Namun, Slamet tak merinci besaran dana yang dikucurkan Kemenkes untuk penelitian Vaksin Nusantara. Slamet hanya menegaskan bahwa bantuan dana itu diberikan sebagai bentuk dukungan terhadap upaya menekan penyebaran virus corona.
Kemenkes juga mengevaluasi dan ikut memantau hasil uji klinis Vaksin Nusantara, namun belum bisa memastikan apakah Vaksin Nusantara akan digunakan di Indonesia karena perlu rekomendasi dari Komite Penasihat Ahli Imunisasi Nasional (ITAGI).

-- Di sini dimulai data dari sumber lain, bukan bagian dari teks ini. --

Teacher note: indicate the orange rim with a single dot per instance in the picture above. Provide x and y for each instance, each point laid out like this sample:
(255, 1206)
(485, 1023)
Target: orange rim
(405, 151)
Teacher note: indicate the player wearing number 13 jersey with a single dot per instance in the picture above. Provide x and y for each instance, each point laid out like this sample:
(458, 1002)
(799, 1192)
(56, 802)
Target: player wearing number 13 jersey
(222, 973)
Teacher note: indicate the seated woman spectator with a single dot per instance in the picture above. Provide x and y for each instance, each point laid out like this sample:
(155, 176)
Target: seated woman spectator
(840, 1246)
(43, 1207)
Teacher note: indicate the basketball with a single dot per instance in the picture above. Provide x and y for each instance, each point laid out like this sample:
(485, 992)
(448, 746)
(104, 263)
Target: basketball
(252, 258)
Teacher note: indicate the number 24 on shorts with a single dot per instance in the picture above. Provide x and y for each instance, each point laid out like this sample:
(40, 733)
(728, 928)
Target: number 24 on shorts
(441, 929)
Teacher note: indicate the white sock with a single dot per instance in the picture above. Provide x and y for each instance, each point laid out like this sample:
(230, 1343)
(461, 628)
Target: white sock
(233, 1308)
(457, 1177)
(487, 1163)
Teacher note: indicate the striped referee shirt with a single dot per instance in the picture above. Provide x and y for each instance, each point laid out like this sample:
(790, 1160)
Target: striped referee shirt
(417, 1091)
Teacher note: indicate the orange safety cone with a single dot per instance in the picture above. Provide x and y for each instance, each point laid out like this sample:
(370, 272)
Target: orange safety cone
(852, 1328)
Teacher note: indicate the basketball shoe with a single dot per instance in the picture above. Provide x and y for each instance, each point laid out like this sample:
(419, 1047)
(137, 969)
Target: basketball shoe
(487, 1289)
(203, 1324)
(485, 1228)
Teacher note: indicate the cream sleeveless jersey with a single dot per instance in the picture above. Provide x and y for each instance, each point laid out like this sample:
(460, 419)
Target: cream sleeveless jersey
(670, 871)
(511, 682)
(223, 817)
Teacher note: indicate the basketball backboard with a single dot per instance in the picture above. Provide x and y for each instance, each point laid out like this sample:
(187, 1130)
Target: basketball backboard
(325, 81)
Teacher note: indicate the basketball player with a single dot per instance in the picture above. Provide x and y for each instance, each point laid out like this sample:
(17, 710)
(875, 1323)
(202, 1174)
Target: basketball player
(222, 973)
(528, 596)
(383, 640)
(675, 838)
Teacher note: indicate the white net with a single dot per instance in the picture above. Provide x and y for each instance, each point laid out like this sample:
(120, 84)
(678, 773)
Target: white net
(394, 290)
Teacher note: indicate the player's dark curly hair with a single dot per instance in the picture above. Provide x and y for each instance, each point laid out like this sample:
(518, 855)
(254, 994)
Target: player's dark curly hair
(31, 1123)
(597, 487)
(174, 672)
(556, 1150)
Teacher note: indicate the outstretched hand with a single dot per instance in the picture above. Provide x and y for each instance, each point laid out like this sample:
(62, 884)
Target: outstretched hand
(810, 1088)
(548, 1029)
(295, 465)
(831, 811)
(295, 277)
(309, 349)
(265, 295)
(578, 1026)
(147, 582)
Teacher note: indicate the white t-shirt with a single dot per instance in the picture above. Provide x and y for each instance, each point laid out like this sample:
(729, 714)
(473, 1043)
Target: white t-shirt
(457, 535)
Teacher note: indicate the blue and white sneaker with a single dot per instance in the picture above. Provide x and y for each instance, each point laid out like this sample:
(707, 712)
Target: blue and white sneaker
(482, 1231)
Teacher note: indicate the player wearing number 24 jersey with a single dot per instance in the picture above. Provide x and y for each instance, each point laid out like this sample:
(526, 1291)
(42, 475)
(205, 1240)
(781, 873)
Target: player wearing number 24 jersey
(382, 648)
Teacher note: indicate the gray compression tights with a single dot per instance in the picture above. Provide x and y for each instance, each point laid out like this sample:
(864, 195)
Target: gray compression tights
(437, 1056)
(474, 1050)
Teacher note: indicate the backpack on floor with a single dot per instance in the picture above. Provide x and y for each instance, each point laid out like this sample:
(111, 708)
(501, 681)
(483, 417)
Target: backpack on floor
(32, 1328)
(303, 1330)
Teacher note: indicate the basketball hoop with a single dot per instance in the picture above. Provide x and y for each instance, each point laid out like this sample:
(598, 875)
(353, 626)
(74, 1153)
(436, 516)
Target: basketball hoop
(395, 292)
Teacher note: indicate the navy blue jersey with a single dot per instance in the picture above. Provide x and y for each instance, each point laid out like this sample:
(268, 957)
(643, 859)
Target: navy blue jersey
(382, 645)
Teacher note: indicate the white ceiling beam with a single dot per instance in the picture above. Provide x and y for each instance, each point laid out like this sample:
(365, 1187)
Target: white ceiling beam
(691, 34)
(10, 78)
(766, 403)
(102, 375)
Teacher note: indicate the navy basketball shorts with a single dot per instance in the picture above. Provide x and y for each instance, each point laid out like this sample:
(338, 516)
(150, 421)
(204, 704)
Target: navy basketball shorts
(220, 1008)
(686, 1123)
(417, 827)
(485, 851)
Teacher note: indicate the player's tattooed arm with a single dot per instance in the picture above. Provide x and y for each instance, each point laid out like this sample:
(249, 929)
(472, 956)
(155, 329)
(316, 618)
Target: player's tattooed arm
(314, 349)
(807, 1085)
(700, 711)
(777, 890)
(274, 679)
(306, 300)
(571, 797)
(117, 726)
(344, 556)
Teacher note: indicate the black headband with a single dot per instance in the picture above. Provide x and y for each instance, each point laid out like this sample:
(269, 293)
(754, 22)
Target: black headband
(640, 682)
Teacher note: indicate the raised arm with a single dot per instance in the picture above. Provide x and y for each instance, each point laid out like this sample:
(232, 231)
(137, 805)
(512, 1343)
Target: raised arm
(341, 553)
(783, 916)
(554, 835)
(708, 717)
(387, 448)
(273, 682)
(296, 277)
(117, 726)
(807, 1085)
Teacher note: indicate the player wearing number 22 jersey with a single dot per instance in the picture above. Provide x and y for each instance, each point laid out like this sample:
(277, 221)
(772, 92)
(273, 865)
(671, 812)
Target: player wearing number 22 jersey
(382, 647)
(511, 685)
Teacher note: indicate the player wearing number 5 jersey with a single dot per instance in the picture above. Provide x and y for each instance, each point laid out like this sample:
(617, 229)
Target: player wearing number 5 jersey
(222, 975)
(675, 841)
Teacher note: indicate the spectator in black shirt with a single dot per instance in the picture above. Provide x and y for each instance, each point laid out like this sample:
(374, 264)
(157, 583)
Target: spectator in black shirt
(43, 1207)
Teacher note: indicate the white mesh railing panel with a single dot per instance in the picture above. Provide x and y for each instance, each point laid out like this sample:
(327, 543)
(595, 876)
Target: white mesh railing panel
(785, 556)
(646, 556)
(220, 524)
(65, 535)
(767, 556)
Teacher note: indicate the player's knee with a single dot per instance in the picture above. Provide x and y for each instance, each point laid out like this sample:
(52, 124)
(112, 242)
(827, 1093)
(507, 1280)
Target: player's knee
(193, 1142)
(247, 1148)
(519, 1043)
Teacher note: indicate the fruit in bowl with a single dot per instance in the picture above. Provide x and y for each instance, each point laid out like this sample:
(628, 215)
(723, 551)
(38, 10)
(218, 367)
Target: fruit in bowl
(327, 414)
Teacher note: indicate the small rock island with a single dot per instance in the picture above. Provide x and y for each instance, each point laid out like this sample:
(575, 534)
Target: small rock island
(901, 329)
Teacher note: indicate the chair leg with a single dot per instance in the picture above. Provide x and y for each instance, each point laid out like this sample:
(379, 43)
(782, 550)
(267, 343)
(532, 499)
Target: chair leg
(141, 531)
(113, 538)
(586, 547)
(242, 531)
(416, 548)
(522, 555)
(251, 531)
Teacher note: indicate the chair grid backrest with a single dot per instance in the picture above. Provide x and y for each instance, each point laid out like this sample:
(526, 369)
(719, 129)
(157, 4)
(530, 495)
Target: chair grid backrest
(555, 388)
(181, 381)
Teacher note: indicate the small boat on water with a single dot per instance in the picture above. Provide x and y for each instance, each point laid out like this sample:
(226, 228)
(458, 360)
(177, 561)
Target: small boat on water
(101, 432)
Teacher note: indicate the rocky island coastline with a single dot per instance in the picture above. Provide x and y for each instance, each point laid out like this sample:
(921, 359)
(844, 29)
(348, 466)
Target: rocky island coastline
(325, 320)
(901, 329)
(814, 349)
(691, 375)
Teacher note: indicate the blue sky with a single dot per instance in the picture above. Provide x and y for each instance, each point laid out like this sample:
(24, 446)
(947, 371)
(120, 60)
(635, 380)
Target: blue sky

Meski mengundang kritik, sejumlah tokoh mulai dari kepala daerah hingga anggota DPR yang menyambut baik kemunculan Vaksin Nusantara. Gubernur Jawa Tengah Ganjar Pranowo, misalnya, berharap proses pembuatan vaksin tersebut segera rampung dan siap digunakan. "Kalau nanti itu sudah diuji, seperti GeNose dulu, kami siap menggunakannya," kata Ganjar di kantornya pada Kamis, 18 Februari 2021.
Dia juga mengaku siap menyediakan fasilitas milik Pemerintah Provinsi Jawa Tengah untuk menunjang riset vaksin Covid-19 tersebut. "Tujuh rumah sakit daerah milik Pemprov akan saya berikan semuanya untuk itu," ujar dia.
Sejumlah anggota Komisi Kesehatan DPR RI dan pimpinan DPR juga menyatakan dukungan. "Ini sebuah terobosan dan inovasi yang ditawarkan anak bangsa, di tengah persoalan vaksinasi dan masih tingginya angka penularan virus Covid-19 di banyak negara," kata Wakil Ketua DPR RI, Sufmi Dasco Ahmad, kemarin.
Dasco kemudian meminta kepada semua pihak, untuk mendukung penuh pembuatan Vaksin Nusantara ini, hingga betul-betul lolos uji klinis. "Kemudian secara efektif dapat menekan penyebaran virus, aman untuk masyarakat dan juga teruji kehalalannya," tuturnya.